The Arab governments that were in this game will now find it more difficult or impossible to resume the so-called Abraham Accords with Israel. Of course, that was an objective of Hamas with its attack on October 7, days before Saudi Arabia, the largest player, was going to join them.
“If it is necessary to be in this situation for ten years, we will be in this situation for ten years,” said one of the Israeli military spokespersons. “We are ready for whatever is necessary and for as long as it is necessary,” he stressed. Netanyahu may immediately win in personal terms. He has regained his popularity, he has no rival, the “peace party” is absent. The trials against him for corruption and abuse of power will be delayed, but he has begun to feel the encouragement of the International Criminal Court of which Israel is not a part, but by which it is increasingly affected. It gains immediate security, but it can generate perverse regional dynamics that escape all control. Lebanon could fall into untamed chaos, becoming the spark of a regional conflict. Winning militarily is not necessarily equivalent to winning politically, as Israel demonstrated in the 1973 Yom Kippur war.
The present has already changed, of course. Thinking about trying to influence the future is human, knowing that that future never ends up being as planned.
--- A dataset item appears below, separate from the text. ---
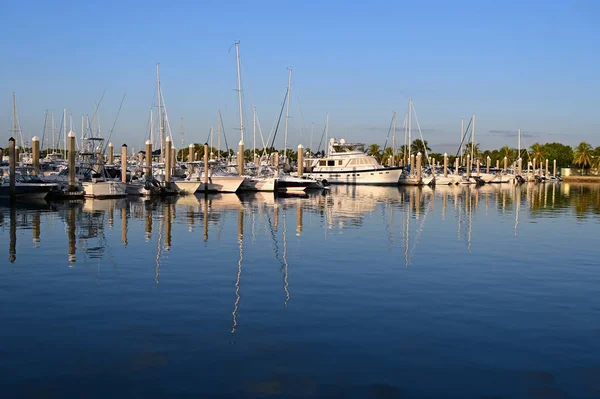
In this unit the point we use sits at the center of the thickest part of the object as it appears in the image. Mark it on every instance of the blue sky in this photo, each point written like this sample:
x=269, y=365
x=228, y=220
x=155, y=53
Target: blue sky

As Antonio Machado wrote, “neither tomorrow – nor yesterday – is written.” Another future, perhaps another vision of the past, is needed for Israel, Palestine and the region very different from the one Netanyahu is trying to provoke. We must remember the Western follies of this first part of the century, from Afghanistan, to Iraq, to Syria, or Libya. “The dream of reason produces monsters,” Goya noted in his famous etching.
Measured and sensible responses are missed today. It should be noted, for example, that Spain did not lose its head with the attacks of March 11, 2004.